While this time of the year is marked by shorter days and increased darkness, we are also aware of what seems to be an increasing darkness in our world and nation. Anti-Semitism and hate crimes are on the rise in our own country, while tensions and violence between ethnic and religious groups around the world are prevalent in each day’s news.
Sometimes it is hard to see the light when harassment, abuse, bullying, and demonizing the opponent seems to be the standard for the day. Morality is no longer the expectation as long as my side wins. We are drifting further apart into polarization and the so-called “echo chambers” which put the blame on the “other.” Instead of finding ways to work together, everything is put in terms of “us and them."

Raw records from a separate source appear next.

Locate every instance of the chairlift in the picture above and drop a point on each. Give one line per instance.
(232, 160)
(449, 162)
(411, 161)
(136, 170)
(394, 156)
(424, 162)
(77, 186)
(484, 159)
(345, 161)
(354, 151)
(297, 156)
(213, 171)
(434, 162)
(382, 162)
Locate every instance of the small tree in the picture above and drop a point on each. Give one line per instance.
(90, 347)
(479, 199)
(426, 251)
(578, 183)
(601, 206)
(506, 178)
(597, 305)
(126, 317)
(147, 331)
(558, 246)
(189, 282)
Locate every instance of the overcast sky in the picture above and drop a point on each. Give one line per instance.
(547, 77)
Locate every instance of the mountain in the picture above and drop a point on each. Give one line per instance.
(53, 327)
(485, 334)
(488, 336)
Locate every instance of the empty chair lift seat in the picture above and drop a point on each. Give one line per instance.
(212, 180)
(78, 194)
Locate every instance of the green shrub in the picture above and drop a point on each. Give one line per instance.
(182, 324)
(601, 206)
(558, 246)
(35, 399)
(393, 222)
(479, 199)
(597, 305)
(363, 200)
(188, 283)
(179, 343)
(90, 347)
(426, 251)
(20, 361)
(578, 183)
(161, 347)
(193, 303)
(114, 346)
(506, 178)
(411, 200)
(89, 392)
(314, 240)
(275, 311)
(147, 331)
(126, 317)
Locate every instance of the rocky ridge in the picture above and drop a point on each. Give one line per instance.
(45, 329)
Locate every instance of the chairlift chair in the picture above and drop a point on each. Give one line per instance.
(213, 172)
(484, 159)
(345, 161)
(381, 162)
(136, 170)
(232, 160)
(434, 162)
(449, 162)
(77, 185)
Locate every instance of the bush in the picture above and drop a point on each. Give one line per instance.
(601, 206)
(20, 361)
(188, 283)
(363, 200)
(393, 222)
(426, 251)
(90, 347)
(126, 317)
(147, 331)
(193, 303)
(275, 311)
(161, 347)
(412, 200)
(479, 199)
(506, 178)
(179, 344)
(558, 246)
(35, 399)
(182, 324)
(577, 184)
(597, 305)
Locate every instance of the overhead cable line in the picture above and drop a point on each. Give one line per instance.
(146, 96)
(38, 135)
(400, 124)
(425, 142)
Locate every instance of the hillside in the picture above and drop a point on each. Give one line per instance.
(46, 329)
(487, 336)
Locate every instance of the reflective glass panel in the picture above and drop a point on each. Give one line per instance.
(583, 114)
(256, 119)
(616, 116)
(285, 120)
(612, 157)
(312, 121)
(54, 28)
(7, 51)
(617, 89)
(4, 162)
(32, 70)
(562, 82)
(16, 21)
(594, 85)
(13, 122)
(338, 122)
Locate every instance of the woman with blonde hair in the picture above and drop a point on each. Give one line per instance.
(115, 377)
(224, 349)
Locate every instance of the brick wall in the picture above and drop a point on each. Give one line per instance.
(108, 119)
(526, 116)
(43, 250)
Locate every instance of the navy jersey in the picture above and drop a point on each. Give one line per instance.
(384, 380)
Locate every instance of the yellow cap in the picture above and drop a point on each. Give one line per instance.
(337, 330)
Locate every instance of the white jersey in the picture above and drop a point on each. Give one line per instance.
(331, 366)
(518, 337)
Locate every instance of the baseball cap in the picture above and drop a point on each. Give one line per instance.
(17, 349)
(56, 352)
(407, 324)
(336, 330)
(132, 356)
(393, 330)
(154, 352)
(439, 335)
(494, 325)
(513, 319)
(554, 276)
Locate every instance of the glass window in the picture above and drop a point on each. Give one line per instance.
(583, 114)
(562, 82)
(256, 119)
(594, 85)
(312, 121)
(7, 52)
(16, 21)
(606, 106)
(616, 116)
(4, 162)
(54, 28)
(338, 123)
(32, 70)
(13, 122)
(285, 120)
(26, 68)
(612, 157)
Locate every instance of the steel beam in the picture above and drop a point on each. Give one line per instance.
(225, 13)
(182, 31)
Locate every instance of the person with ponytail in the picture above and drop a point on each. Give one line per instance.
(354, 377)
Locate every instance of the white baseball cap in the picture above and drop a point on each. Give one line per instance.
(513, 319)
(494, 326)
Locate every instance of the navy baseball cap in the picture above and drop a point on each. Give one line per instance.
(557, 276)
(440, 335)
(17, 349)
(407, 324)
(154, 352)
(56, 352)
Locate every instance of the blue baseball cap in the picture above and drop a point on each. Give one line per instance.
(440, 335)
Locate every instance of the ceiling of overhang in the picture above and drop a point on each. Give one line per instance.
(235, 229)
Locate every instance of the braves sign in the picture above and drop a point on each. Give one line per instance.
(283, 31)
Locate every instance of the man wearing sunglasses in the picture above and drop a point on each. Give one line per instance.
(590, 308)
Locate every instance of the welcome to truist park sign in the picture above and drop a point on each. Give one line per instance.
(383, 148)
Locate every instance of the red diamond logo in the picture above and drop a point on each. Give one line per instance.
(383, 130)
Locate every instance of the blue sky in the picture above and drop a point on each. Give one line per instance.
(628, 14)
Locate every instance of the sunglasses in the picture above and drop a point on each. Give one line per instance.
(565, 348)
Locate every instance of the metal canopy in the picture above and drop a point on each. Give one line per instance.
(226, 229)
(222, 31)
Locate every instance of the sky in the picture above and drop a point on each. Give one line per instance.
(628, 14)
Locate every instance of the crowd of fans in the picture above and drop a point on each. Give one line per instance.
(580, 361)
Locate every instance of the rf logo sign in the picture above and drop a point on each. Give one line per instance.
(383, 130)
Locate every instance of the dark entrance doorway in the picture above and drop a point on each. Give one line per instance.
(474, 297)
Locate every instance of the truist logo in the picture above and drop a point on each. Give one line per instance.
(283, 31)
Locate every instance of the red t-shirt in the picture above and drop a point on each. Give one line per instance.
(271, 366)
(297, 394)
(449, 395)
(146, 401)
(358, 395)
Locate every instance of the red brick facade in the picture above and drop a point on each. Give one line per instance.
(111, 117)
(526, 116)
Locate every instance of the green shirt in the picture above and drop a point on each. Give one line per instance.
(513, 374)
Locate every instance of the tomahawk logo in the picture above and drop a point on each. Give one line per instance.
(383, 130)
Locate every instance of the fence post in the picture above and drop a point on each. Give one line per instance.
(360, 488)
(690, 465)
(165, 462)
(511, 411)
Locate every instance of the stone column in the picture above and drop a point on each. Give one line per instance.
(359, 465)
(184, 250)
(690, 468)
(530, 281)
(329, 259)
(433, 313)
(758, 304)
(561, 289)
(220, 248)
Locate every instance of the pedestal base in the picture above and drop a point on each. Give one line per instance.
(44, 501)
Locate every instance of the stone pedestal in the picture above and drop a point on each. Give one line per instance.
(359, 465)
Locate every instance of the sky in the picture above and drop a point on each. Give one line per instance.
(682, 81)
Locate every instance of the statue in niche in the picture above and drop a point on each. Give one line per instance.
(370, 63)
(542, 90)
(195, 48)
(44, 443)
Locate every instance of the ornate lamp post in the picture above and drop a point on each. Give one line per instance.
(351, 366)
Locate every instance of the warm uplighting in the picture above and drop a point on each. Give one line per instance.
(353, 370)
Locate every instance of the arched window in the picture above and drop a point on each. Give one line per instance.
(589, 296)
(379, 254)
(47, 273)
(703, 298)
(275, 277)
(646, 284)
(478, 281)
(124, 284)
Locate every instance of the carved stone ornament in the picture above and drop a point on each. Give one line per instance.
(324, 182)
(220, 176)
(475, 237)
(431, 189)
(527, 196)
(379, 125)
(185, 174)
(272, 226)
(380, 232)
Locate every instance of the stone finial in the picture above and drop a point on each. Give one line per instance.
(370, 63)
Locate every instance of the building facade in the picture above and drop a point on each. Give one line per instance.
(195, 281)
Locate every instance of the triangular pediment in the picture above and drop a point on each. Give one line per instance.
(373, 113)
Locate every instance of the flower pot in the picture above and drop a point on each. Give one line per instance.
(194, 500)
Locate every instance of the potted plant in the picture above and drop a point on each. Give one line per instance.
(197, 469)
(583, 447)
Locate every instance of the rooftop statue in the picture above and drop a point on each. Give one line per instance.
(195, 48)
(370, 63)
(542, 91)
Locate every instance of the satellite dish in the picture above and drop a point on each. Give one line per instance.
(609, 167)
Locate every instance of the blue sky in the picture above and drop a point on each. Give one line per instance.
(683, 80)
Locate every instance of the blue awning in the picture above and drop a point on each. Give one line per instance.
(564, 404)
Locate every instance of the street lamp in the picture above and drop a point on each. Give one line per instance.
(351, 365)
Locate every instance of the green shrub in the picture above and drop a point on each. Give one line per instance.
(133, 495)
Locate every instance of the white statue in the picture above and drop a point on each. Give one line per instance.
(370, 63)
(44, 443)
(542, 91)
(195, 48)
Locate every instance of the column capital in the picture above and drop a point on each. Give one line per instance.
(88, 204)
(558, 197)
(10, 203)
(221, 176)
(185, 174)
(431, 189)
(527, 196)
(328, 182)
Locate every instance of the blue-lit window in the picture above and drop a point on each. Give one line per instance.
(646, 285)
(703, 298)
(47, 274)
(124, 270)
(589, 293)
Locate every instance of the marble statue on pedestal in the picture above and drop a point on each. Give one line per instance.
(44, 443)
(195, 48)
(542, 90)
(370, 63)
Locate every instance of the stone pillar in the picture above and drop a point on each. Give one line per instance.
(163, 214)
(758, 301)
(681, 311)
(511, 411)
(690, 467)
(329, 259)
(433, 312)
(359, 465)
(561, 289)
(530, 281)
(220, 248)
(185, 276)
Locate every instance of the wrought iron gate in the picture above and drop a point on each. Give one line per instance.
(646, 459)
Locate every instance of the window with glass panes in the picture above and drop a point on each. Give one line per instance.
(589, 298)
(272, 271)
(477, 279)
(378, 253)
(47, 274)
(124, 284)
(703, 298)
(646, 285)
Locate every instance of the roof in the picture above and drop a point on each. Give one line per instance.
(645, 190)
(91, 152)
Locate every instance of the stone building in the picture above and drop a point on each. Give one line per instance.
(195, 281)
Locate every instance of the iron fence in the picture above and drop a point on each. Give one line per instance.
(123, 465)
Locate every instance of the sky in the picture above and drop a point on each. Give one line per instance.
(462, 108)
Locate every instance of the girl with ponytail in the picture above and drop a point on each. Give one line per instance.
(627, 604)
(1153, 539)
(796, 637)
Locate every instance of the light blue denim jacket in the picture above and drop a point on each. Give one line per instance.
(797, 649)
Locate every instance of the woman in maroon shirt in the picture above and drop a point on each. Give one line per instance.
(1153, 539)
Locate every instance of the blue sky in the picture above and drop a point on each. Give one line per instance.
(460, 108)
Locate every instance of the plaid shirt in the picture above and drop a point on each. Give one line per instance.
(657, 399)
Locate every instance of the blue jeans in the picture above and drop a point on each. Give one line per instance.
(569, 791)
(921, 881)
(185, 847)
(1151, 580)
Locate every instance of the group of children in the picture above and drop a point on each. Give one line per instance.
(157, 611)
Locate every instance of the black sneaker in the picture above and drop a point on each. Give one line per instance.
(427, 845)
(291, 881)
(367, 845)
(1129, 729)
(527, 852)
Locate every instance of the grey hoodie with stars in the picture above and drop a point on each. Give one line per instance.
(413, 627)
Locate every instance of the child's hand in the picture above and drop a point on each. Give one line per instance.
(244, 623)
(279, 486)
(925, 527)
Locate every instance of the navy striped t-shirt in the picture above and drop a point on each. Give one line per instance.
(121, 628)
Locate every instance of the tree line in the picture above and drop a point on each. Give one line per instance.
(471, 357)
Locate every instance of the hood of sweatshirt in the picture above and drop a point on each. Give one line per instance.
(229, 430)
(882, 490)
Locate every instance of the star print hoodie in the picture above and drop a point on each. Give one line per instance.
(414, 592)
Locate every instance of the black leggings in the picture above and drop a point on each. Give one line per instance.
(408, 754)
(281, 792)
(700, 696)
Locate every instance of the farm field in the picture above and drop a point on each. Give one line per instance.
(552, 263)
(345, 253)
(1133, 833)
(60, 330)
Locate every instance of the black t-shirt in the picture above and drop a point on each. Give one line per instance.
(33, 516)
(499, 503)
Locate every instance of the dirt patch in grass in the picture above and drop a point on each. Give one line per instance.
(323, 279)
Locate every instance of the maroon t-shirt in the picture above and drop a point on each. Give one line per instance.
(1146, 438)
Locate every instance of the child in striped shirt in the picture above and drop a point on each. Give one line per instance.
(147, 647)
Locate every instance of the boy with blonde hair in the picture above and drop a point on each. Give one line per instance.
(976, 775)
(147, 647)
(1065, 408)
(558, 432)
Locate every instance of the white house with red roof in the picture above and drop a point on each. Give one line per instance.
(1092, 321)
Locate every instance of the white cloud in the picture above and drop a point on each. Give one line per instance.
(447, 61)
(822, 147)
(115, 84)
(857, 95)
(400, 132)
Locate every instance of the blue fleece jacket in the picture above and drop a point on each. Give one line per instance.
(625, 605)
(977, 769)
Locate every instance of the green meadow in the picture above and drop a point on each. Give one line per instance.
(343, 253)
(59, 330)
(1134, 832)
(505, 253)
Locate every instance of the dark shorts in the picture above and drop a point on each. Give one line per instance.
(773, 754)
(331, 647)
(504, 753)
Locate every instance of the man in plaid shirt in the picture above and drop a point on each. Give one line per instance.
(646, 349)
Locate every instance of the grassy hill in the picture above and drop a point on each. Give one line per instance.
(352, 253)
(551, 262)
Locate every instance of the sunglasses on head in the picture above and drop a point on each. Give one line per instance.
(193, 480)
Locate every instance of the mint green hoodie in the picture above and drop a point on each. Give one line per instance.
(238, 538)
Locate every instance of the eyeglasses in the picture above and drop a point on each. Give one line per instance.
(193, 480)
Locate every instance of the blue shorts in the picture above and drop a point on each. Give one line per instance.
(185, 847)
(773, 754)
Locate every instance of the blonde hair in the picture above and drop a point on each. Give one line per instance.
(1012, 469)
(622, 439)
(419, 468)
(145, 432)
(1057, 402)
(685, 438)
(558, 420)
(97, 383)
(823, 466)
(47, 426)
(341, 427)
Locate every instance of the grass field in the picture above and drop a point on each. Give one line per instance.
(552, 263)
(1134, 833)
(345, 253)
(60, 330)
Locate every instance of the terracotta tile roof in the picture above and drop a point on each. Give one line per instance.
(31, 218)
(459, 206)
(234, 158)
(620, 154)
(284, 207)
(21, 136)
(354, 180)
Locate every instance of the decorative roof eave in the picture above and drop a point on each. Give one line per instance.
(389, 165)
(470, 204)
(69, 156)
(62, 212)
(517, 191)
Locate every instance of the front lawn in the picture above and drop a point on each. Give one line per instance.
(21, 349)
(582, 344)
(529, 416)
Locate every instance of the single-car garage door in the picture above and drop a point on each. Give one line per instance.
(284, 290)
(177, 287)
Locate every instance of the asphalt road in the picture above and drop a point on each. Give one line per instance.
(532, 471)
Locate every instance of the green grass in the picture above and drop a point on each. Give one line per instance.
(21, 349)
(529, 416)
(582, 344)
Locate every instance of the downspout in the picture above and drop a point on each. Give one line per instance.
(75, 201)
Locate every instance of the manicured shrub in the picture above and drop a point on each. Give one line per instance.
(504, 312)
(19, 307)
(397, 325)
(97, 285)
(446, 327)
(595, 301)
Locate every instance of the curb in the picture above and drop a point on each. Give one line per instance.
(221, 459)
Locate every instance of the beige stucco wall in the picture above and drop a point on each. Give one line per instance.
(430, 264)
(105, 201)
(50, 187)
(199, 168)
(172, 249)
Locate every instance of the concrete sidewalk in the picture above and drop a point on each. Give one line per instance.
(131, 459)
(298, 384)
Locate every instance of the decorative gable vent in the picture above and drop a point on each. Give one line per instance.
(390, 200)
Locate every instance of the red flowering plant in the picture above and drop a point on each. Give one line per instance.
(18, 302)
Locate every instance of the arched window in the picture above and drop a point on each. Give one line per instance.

M. Craig Barnes, the president of Princeton Theological Seminary, wrote in the magazine Christian Century about the need to rediscover the virtue of gentleness:
“In these days of intense factionalism and demonizing partisanship, few of us are aspiring to gentleness. … We think about the ‘them’ who are to blame for our problems. ... The harsh reality is that since the day Cain rose up against Abel, we have never been as careful with each other as we were created to be. The Bible’s first story of life outside paradise is about violent conflict between brothers, and we haven’t done much to improve on the plot.”
Barnes cites Jewish theologian Abraham Heschel, who “claimed that when God’s creatures come together, a holy space is created between them. It is in this realm that they can always find the Creator still at work. If they leave their relationships, they also leave behind that holy space.”
While it does seem that the news is quick to report the negative, could it be because it is not the usual? Indeed, most of life is not violent. As someone pointed out, you never read about an airplane landing safely; it’s the unusual that makes the news.
In these dark days let us seek such glimmers of light and come together from our various traditions to celebrate the light and seek the holy spaces in our relationships. Whatever your tradition, let this dark season of the year be the time to seek the light of goodwill to all, peace on earth, and respect and dignity for all persons.